BAB I
PENDAHULUAN
I.1 Latar Belakang
Sekitar 37,3 juta penduduk hidup di bawah garis kemiskinan,
separo dari total rumah tangga mengonsumsi makanan kurang dari kebutuhan
sehari-hari, lima
juta balita berstatus gizi kurang, dan lebih dari 100 juta penduduk berisiko
terhadap berbagai masalah kurang gizi.
Itulah sebagian gambaran tingkat kesejahteraan rakyat Indonesia yang
perlu mendapat perhatian sungguh-sungguh untuk diatasi. Apalagi Indonesia sudah
terikat dengan kesepakatan global untuk mencapai Millennium Development Goals
(MDG's) dengan mengurangi jumlah penduduk yang miskin dan kelaparan serta
menurunkan angka kematian balita menjadi tinggal separo dari keadaan pada tahun
2000.
Perjalanan sejarah bangsa-bangsa di dunia menunjukkan bahwa
kualitas sumber daya manusia terbukti sangat menentukan kemajuan dan
keberhasilan pembangunan suatu negara-bangsa. Terbentuknya sumber daya manusia
yang berkualitas, yaitu sumber daya manusia yang sehat, cerdas, dan produktif
ditentukan oleh berbagai faktor. Salah satu faktor yang sangat esensial adalah
terpenuhinya kebutuhan pangan yang bergizi.
I.2 Tujuan
Penelitian ini ditujukan untuk mengetahui kadar ataupun
tingkat pangan yang dapat mempengaruhi gizi di Indonesia.
BAB II
TINJAUAN PUSTAKA
Permintaan pangan yang tumbuh lebih cepat dari produksinya
akan terus berlanjut. Akibatnya, akan terjadi kesenjangan antara kebutuhan dan
produksi pangan domestik yang makin lebar. Penyebab utama kesenjangan itu
adalah adanya pertumbuhan penduduk yang masih relatif tinggi, yaitu 1,49 persen
per tahun, dengan jumlah besar dan penyebaran yang tidak merata.

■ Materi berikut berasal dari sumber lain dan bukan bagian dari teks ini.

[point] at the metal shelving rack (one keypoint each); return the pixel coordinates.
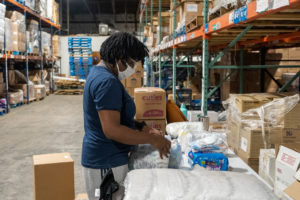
(43, 22)
(244, 27)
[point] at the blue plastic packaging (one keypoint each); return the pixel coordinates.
(212, 161)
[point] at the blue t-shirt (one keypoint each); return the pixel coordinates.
(104, 91)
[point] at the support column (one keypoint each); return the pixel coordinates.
(241, 71)
(205, 63)
(174, 53)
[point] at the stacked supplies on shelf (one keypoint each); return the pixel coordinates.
(46, 44)
(30, 4)
(33, 36)
(2, 23)
(8, 34)
(56, 45)
(81, 60)
(41, 7)
(18, 30)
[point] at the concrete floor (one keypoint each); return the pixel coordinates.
(52, 125)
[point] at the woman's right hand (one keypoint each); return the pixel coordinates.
(162, 145)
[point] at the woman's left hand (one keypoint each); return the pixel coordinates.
(151, 131)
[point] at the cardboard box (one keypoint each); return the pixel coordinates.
(251, 141)
(82, 196)
(53, 177)
(267, 160)
(24, 88)
(290, 135)
(157, 124)
(139, 70)
(287, 164)
(124, 82)
(39, 91)
(150, 103)
(130, 91)
(293, 190)
(292, 118)
(246, 102)
(133, 82)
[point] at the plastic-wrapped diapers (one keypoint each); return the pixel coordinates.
(33, 36)
(46, 43)
(146, 156)
(172, 184)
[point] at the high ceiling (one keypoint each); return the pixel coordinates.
(85, 15)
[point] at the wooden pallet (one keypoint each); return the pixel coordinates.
(69, 92)
(194, 24)
(30, 100)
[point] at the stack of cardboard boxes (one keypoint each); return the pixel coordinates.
(151, 107)
(247, 141)
(135, 80)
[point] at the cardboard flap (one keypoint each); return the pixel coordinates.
(288, 157)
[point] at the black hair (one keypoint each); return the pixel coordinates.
(122, 46)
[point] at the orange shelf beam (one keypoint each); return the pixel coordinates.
(28, 10)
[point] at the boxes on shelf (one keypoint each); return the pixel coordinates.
(55, 12)
(287, 164)
(150, 103)
(53, 176)
(33, 36)
(18, 30)
(39, 92)
(267, 158)
(30, 4)
(41, 7)
(56, 45)
(8, 34)
(46, 44)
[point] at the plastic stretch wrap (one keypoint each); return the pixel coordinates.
(15, 97)
(46, 43)
(41, 7)
(146, 156)
(2, 23)
(174, 129)
(33, 36)
(30, 4)
(154, 184)
(8, 33)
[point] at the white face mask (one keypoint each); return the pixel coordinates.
(127, 72)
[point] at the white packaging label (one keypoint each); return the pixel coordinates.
(231, 18)
(244, 144)
(97, 192)
(192, 8)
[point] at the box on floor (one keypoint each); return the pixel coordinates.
(287, 164)
(150, 103)
(267, 160)
(53, 177)
(293, 189)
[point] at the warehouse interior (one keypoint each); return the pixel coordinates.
(219, 87)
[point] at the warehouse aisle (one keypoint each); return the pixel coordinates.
(49, 126)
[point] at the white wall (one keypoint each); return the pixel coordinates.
(65, 67)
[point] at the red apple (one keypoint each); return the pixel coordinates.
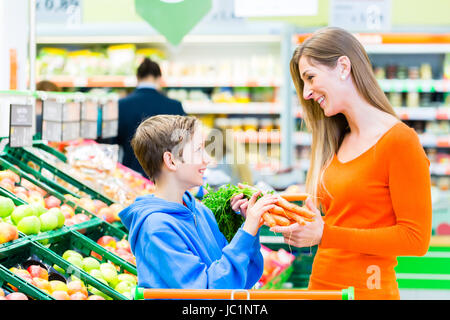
(107, 241)
(16, 296)
(52, 202)
(37, 272)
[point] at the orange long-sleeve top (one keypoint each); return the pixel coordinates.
(376, 207)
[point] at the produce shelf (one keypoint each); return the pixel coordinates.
(223, 294)
(31, 250)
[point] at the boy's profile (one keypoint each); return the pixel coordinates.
(175, 238)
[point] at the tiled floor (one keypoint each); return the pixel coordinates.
(422, 294)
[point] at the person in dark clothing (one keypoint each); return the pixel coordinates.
(144, 102)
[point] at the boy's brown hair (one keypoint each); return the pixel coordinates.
(158, 134)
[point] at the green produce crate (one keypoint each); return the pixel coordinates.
(21, 253)
(431, 271)
(74, 240)
(278, 281)
(5, 164)
(20, 157)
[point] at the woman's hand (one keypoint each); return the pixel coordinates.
(256, 209)
(306, 235)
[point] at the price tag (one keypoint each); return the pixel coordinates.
(21, 125)
(71, 111)
(89, 111)
(110, 129)
(70, 131)
(52, 110)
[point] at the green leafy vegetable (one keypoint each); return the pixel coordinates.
(219, 202)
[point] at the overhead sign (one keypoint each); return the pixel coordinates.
(361, 15)
(59, 11)
(278, 8)
(172, 18)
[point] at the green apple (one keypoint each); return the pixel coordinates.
(59, 215)
(76, 261)
(127, 277)
(90, 263)
(21, 212)
(29, 225)
(109, 273)
(38, 209)
(124, 286)
(49, 221)
(68, 253)
(6, 207)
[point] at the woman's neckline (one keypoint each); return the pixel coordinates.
(370, 148)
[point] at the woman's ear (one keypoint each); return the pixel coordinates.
(344, 67)
(169, 161)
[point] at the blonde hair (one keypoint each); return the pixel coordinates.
(324, 47)
(158, 134)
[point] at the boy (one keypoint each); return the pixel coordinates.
(175, 239)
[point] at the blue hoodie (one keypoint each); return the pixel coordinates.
(179, 246)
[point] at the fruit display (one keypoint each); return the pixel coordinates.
(97, 167)
(105, 272)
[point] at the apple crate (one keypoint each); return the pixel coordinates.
(73, 240)
(5, 163)
(25, 252)
(21, 157)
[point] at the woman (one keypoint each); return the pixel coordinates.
(369, 173)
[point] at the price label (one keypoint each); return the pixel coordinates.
(52, 110)
(71, 112)
(89, 111)
(59, 11)
(110, 129)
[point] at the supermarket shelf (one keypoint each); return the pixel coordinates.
(304, 138)
(130, 81)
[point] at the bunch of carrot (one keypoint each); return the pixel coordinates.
(286, 213)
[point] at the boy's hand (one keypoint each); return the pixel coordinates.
(256, 209)
(239, 204)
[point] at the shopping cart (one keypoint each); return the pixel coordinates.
(223, 294)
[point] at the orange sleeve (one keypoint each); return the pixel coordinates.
(410, 191)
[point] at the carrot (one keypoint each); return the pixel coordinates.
(281, 221)
(294, 196)
(269, 219)
(294, 208)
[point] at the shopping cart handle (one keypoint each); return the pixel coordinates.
(139, 293)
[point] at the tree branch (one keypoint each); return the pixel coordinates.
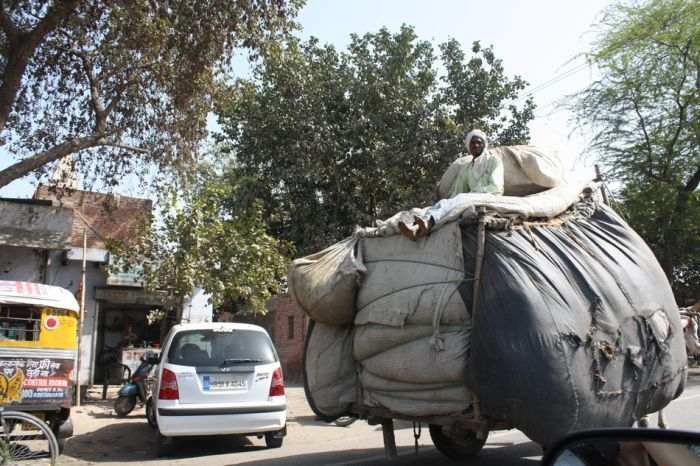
(647, 140)
(35, 161)
(693, 182)
(127, 147)
(681, 112)
(21, 48)
(7, 25)
(95, 99)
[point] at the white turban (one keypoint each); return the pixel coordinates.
(479, 134)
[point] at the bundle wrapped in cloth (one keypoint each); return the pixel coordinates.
(574, 325)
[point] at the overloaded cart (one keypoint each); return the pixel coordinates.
(540, 310)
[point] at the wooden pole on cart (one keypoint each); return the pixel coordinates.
(599, 178)
(82, 315)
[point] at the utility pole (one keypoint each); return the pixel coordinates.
(82, 316)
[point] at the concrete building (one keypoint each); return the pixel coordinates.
(41, 240)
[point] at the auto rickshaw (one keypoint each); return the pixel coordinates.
(38, 351)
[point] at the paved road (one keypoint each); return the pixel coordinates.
(102, 439)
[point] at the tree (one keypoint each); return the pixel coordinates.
(211, 236)
(118, 83)
(340, 138)
(644, 114)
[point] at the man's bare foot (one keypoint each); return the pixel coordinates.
(423, 226)
(407, 231)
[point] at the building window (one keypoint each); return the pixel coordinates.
(290, 327)
(20, 323)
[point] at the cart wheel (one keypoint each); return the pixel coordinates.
(457, 444)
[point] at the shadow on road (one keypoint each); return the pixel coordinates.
(523, 454)
(130, 442)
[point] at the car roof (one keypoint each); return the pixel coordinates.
(218, 325)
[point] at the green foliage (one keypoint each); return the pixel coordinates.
(339, 138)
(644, 113)
(119, 83)
(212, 236)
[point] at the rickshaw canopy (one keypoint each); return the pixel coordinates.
(37, 294)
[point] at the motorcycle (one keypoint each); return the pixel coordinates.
(135, 389)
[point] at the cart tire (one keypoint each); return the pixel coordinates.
(458, 448)
(124, 405)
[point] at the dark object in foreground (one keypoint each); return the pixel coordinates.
(610, 447)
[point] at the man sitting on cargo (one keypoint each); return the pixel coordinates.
(483, 174)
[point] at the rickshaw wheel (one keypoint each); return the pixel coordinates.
(26, 438)
(456, 444)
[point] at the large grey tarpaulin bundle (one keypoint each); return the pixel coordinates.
(575, 325)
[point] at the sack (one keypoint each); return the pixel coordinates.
(330, 379)
(325, 284)
(526, 170)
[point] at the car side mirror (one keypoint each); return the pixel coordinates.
(152, 358)
(626, 447)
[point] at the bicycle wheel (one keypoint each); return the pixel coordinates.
(26, 439)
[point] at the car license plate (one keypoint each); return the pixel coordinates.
(218, 383)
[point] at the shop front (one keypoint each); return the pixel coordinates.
(127, 325)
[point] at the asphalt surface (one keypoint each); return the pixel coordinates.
(101, 438)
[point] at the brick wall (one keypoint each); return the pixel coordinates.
(106, 216)
(286, 324)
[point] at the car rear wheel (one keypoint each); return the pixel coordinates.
(151, 413)
(457, 444)
(273, 439)
(124, 405)
(163, 445)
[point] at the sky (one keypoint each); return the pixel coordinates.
(539, 40)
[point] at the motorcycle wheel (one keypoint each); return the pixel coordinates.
(344, 421)
(151, 414)
(124, 405)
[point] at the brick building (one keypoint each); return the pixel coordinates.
(287, 325)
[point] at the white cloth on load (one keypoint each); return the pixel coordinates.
(526, 169)
(325, 284)
(543, 205)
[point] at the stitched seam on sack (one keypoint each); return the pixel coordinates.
(410, 287)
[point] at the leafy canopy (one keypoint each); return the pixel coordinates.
(644, 111)
(212, 236)
(119, 83)
(339, 138)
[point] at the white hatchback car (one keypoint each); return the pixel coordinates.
(219, 379)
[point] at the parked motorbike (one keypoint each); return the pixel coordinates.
(135, 389)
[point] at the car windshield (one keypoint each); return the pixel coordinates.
(207, 347)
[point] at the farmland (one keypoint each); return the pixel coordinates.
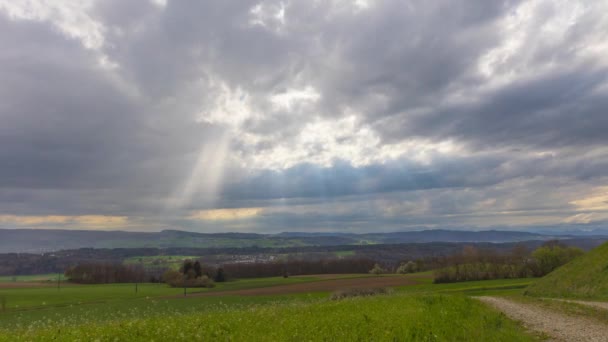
(236, 310)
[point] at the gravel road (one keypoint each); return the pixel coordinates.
(558, 326)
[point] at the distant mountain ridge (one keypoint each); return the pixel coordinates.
(41, 240)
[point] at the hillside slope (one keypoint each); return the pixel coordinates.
(584, 277)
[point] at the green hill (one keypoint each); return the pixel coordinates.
(583, 277)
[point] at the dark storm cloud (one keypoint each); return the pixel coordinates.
(118, 129)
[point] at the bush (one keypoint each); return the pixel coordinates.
(377, 269)
(177, 279)
(408, 267)
(364, 292)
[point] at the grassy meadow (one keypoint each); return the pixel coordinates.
(419, 312)
(585, 277)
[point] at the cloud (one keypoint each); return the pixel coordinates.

Dampak lain dari masalah kependudukan ini adalah
meningkatnya kompetisi pemanfaatan sumber daya lahan dan air disertai dengan
penurunan kualitas sumber daya tersebut. Hal ini dapat menyebabkan kapasitas
produksi pangan nasional dapat terhambat pertumbuhannya.
Rendahnya konsumsi pangan atau tidak seimbangnya gizi
makanan yang dikonsumsi mengakibatkan terganggunya pertumbuhan organ dan
jaringan tubuh, lemahnya daya tahan tubuh terhadap serangan penyakit, serta
menurunnya aktivitas dan produktivitas kerja.
Pada bayi dan anak balita, kekurangan gizi dapat
mengakibatkan terganggunya pertumbuhan dan perkembangan fisik, mental dan
spiritual. Bahkan pada bayi, gangguan tersebut dapat bersifat permanen dan
sangat sulit untuk diperbaiki. Kekurangan gizi pada bayi dan balita, dengan
demikian, akan mengakibatkan rendahnya kualitas sumber daya manusia.
Oleh karena itu pangan dengan jumlah dan mutu yang memadai
harus selalu tersedia dan dapat diakses oleh semua orang pada setiap saat.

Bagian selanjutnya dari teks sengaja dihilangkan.